Let Us Help: 1 (855) CREW-123

Construction Cost Deflation May Finally Unlock Northern Nevada's Frozen Development Pipeline

Written by:
Date:
30 Dec 2025
Share

Northern Nevada’s development market has nearly stopped, with commercial building permits down 80 percent, according to Ted Stoever, Executive Vice President at Colliers. Stoever attributes the drop to construction costs that have made new projects financially unfeasible.

“Industrial is slowed down substantially,” Stoever says. “Building permits, commercial building permits in general, are down 80 percent.” He points to high construction costs as the main obstacle: “It’s tough to hit the minimum returns.”

Yet Stoever believes this dramatic slowdown could trigger the very correction needed to revive the market. He argues that as building activity stays low, the resulting decrease in demand for materials and labor may cause costs to fall, making stalled projects viable again.

The Cost-Deflation Argument

Stoever maintains that the national construction slowdown will eventually reduce costs. “With the slowdown overall in construction over the last year, you know that the cost of construction is going to have to come down, and deals will start making sense,” he says.

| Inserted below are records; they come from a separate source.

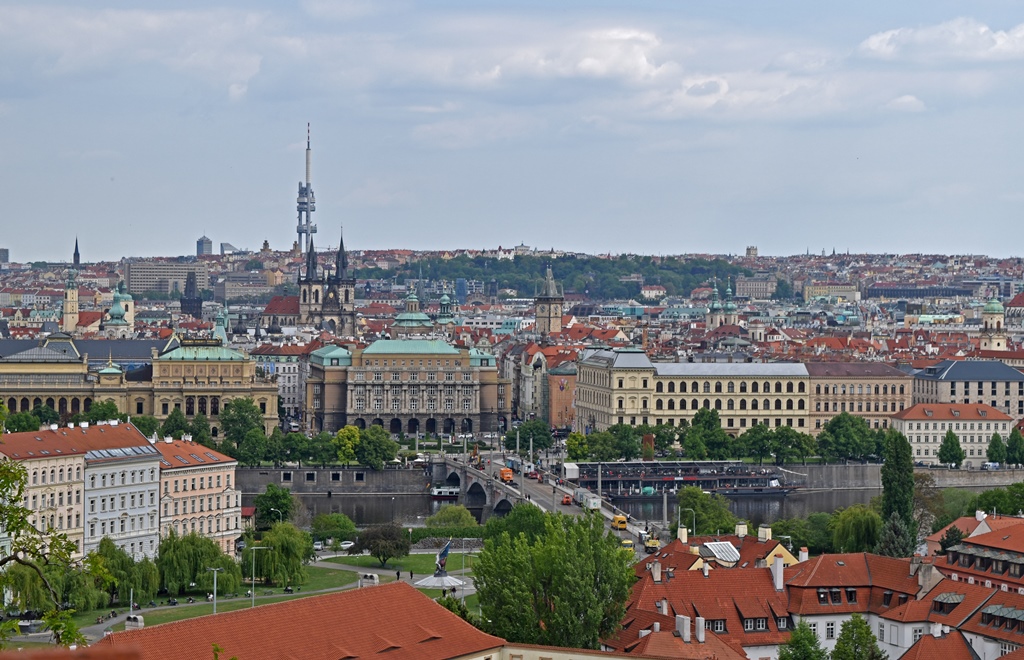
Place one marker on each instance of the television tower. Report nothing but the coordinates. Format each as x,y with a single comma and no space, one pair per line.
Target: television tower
306,204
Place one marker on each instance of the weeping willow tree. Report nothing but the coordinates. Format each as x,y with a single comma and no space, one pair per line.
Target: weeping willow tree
182,561
36,565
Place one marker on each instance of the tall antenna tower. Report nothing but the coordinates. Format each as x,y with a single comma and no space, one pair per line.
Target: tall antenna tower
306,203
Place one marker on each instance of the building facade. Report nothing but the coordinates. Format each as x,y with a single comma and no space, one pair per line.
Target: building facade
199,493
869,390
623,386
926,425
407,386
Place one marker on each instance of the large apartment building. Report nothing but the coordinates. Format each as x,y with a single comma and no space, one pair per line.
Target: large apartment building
407,386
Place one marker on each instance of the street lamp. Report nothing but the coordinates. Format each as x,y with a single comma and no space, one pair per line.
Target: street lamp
254,548
215,571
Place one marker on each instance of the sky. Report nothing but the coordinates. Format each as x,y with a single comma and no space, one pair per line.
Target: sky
601,127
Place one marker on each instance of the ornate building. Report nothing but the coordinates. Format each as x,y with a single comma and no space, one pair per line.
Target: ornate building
407,386
549,304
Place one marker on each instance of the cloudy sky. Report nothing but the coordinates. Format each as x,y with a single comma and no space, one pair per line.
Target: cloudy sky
652,127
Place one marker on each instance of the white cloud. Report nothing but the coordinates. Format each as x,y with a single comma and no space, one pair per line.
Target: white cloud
906,103
965,39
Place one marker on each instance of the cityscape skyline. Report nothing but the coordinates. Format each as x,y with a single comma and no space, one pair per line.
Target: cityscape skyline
646,129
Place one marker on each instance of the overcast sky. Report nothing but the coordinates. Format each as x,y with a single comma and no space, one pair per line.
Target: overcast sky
652,127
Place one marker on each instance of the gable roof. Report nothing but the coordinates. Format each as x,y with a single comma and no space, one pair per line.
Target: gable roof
392,619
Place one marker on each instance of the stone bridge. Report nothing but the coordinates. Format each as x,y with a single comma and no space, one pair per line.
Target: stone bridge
478,490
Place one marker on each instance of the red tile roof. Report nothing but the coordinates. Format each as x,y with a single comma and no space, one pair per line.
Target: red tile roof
392,620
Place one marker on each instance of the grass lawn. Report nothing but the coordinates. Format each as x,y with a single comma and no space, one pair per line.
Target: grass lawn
420,564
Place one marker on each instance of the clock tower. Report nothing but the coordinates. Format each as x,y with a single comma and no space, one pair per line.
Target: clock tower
549,304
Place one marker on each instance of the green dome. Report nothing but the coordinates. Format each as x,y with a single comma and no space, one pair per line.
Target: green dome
993,307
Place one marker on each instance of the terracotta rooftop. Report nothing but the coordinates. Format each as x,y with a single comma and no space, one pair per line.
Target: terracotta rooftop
392,620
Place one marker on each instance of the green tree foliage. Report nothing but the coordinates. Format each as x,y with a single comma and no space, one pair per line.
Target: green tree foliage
996,449
802,645
856,642
1015,448
895,538
566,588
290,550
897,479
20,423
184,560
383,541
253,447
452,516
175,425
239,418
345,443
337,526
856,529
713,515
524,519
952,537
273,497
376,447
845,437
577,446
949,451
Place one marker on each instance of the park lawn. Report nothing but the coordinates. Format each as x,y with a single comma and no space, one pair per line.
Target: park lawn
420,564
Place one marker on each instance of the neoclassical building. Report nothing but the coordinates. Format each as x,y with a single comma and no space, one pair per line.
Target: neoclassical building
196,376
409,386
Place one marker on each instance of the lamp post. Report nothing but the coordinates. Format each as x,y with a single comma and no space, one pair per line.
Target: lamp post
256,547
215,571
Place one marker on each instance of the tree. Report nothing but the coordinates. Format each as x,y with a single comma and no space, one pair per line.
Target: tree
713,515
897,480
274,497
337,526
42,556
20,423
856,529
452,516
856,642
566,588
1015,448
376,447
952,537
345,442
895,538
239,418
996,449
524,519
146,425
252,448
174,426
290,550
949,451
383,541
803,645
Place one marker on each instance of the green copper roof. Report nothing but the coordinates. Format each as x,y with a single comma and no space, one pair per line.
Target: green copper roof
203,353
411,346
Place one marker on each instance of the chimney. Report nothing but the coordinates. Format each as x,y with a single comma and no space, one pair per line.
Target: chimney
683,627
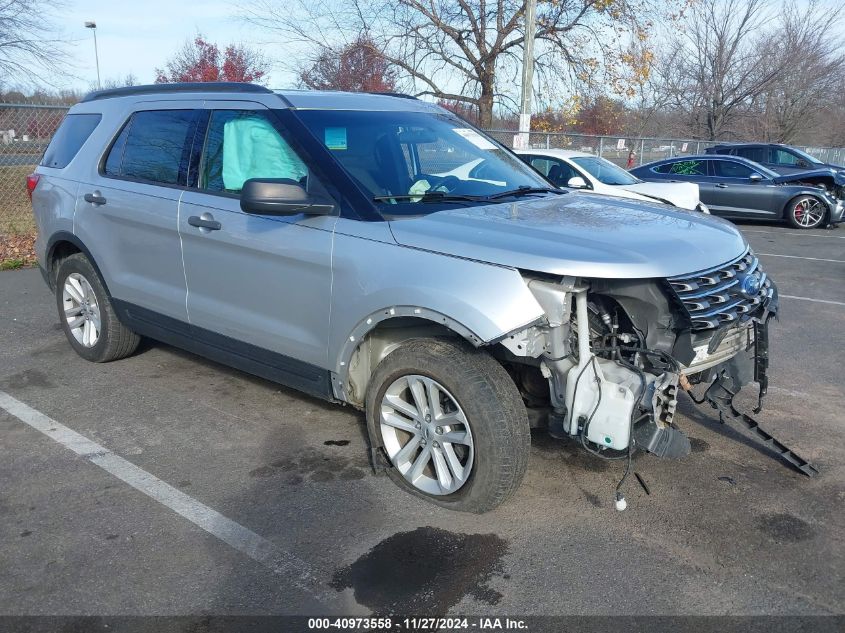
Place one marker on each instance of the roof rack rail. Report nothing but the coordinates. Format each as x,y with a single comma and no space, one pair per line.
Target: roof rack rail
200,86
400,95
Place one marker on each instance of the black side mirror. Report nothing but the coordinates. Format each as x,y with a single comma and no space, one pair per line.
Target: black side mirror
280,196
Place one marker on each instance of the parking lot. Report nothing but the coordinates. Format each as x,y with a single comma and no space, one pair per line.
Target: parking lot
204,490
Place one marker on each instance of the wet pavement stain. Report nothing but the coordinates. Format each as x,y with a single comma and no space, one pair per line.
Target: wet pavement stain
785,528
698,446
427,570
27,378
311,465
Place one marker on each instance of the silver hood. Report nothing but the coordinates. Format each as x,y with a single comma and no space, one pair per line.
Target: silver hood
578,234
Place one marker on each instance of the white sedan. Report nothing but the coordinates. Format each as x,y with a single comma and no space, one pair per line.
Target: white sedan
580,170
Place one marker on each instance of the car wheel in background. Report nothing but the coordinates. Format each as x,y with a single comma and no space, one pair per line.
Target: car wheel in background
451,422
805,212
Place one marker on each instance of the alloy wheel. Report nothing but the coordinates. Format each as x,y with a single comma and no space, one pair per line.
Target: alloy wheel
81,310
426,435
808,212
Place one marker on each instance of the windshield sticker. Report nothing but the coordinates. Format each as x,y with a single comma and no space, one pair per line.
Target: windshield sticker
335,137
475,138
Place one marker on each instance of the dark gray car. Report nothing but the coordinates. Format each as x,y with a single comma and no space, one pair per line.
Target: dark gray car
734,187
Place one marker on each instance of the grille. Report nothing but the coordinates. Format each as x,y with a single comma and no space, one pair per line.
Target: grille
714,297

His argument relies on basic supply and demand: with fewer projects underway, material prices should level off, and labor should become more available. Projects that have been shelved due to high costs might move forward if expenses drop enough to meet minimum return requirements.

This dynamic is crucial for Northern Nevada, which, according to Stoever, continues to see strong demand but lacks the cost environment to bring new supply to market. “We grew by, I want to say, 110,000 people in the last 10 years,” Stoever says, referencing a roughly 20 percent population increase in a metro area of about 600,000. “Multifamily, like I said, very low vacancy, very low supply coming online.”

Demand Is Not the Problem

Stoever is clear that Northern Nevada’s development freeze is not due to weak demand. He says industrial space is predominantly spoken for, with most properties in key areas sold out. Multifamily housing remains in short supply, with vacancy rates at historic lows.

“We have everything that people want,” Stoever says, listing Lake Tahoe, outdoor recreation, and the Truckee River as draws for residents and businesses. “It’s just difficult. The barriers to entry are supply.”

He frames the central issue as one of cost, not market appetite. If construction costs decline as building activity remains low, he expects a surge in new projects from developers who have been waiting on the sidelines.

Looking Ahead to 2026

If Stoever’s cost-deflation scenario plays out, Northern Nevada could see significant development within the next 12 to 18 months. Lower construction costs would unlock a backlog of shelved projects, leading to a sharp increase in building activity.

This effect would be most pronounced in markets like Northern Nevada, where demand remains strong but new supply has stalled due to high costs. The 80 percent drop in permits points to a large pool of potential projects that could move forward quickly if the economy improves.

However, Stoever’s outlook depends on whether a national construction slowdown leads to meaningful cost reductions. Material prices, labor rates, and overhead do not always drop in step with reduced demand, especially if supply chains remain disrupted or labor markets stay tight.

Navigating the Current Market

Colliers, under Stoever’s leadership, is focusing on financially feasible projects despite high costs. “My business is up again, because I only focus on things that I know I can get done,” Stoever says. “If there’s a way, there’s a will. If I can show people that this was going to work, I show them the fundamentals of the area, I get stuff done.”

By concentrating on deals with strong fundamentals and reliable financing, firms like Colliers can keep some transaction activity going even as most of the market remains stalled. This approach may offer a blueprint for developers and brokers facing similar cost pressures.

The next several quarters will reveal whether Stoever’s prediction holds. If construction costs fall as he anticipates, Northern Nevada’s steep decline in building permits could reverse, with developers moving quickly to launch projects that have been on hold. If not, the region may continue to see limited new development despite strong demand.

For now, the future of Northern Nevada’s development pipeline hinges on whether a national slowdown can deliver the cost relief needed to reignite building activity. Stoever and his firm are preparing for that possibility, ready to act if and when the numbers finally make sense.